Orbital characteristics
- Epoch 4 September 2017 (JD 2458000.5)
- Uncertainty parameter 0
- Observation arc: 74.56 yr (27,232 days)
- Aphelion: 2.8899 AU
- Perihelion: 2.0141 AU
- Semi-major axis: 2.4520 AU
- Eccentricity: 0.1786
- Orbital period (sidereal): 3.84 yr (1,402 days)
- Mean anomaly: 175.69°
- Mean motion: 0° 15^{m} 24.12^{s} / day
- Inclination: 3.2582°
- Longitude of ascending node: 12.423°
- Argument of perihelion: 19.718°

Physical characteristics
- Dimensions: 19.0±1.9 km 19.30±0.17 km 20.221±0.129 km 20.86±2.3 km (IRAS:2) 21±2 km
- Synodic rotation period: 5.18335±0.00001 h 5.1839±0.0001 h
- Geometric albedo: 0.03±0.01 0.032±0.007 0.0338±0.009 (IRAS:2) 0.039±0.008 0.04±0.01
- Spectral type: F (Tholen) C (SMASS) B–V = 0.615 U–B = 0.230
- Absolute magnitude (H): 12.70

= 1768 Appenzella =

Main-belt asteroid

1768 Appenzella (prov. designation: ) is an asteroid from the inner regions of the asteroid belt, approximately 20 kilometers in diameter.

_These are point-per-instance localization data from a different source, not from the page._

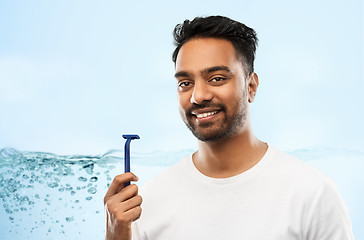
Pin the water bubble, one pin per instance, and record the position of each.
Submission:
(52, 184)
(82, 179)
(92, 190)
(93, 179)
(89, 167)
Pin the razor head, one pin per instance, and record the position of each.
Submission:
(131, 136)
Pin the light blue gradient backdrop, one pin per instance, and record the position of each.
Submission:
(76, 75)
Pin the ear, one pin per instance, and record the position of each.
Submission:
(252, 84)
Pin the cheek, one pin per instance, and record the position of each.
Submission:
(183, 102)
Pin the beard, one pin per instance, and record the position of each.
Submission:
(217, 130)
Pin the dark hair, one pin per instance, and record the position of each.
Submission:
(243, 38)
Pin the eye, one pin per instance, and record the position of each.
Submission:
(184, 85)
(217, 79)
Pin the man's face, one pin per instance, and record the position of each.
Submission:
(212, 92)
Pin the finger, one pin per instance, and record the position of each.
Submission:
(125, 194)
(131, 203)
(118, 183)
(134, 213)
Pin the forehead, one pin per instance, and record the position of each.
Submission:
(201, 53)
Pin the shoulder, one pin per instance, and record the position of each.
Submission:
(166, 179)
(286, 165)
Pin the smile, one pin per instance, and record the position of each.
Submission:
(203, 115)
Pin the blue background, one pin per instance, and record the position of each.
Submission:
(76, 75)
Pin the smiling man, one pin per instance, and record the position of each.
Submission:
(234, 186)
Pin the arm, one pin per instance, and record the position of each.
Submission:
(329, 216)
(122, 207)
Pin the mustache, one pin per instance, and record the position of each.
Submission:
(195, 106)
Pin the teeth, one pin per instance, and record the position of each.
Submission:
(202, 115)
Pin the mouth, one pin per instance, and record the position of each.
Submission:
(205, 114)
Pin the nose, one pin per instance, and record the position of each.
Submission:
(201, 93)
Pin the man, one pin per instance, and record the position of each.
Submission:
(234, 186)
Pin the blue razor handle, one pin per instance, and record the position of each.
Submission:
(127, 153)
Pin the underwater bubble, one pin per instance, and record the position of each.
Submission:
(89, 168)
(93, 179)
(82, 179)
(92, 190)
(52, 184)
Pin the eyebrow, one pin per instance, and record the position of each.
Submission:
(205, 71)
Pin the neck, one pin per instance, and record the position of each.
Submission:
(229, 157)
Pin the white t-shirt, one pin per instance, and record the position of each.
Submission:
(279, 198)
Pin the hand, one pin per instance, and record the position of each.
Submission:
(122, 207)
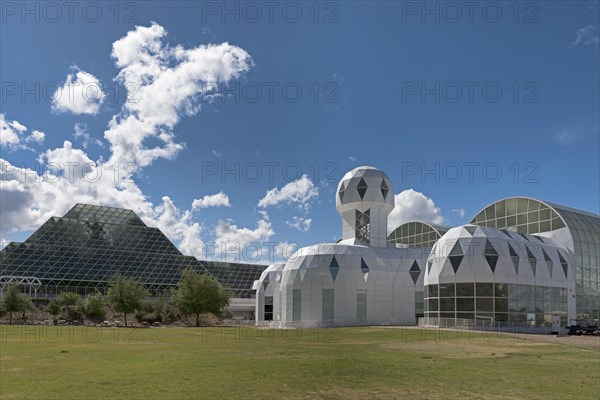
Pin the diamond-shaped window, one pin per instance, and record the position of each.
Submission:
(514, 257)
(548, 262)
(491, 255)
(364, 269)
(471, 229)
(456, 255)
(384, 189)
(342, 191)
(415, 272)
(563, 263)
(334, 268)
(532, 259)
(361, 188)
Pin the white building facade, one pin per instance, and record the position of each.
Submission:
(361, 280)
(519, 263)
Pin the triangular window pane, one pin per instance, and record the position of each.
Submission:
(492, 260)
(456, 250)
(471, 229)
(415, 267)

It was discovered on 23 September 1965, by Swiss astronomer Paul Wild at Zimmerwald Observatory near Bern, Switzerland. It was later named after the Swiss canton of Appenzell.

== Classification and orbit ==

Appenzella is a dark carbonaceous asteroid and a member of the Nysa–Polana complex, a collection of overlapping asteroid families. On the Tholen taxonomic scheme, it belongs to the small group of 28 bodies known to have a F-type spectrum.

It orbits the Sun in the inner main-belt at a distance of 2.0–2.9 AU once every 3 years and 10 months (1,402 days). Its orbit has an eccentricity of 0.18 and an inclination of 3° with respect to the ecliptic. The first used observation was made at the Finnish Turku Observatory in 1942, extending the asteroid's observation arc by 23 years prior to its discovery.

== Lightcurve ==

In November 2011, a rotational lightcurve of Appenzella was obtained by French astronomer René Roy at his Blauvac Observatory (627) in southeastern France. Lightcurve analysis gave a well-defined rotation period of 5.1839 hours with a brightness variation of 0.53 magnitude (U=3). In 2016, remodeled photometric data from the Lowell database gave in a very similar period of 5.18335 hours.

== Diameter and albedo ==

Based on the surveys carried out by NASA's Wide-field Infrared Survey Explorer and its subsequent NEOWISE mission, the asteroid measures between 19.0 and 21 kilometers in diameter and its surface has a low albedo between 0.03 and 0.04. The Collaborative Asteroid Lightcurve Link agrees with the results obtained by the Infrared Astronomical Satellite, IRAS, which found an albedo of 0.034 and a mean diameter of 20.9 kilometers, with an absolute magnitude of 12.7.

== Naming ==

In 1971, Appenzella was named by the discoverer in honor of the rural Swiss canton of Appenzell, during the celebration of the 150th anniversary of the public middle school "Kantonsschule Trogen", Appenzell Ausserrhoden, founded in 1821. The official was published by the Minor Planet Center on 1 July 1972 (M.P.C. 3297).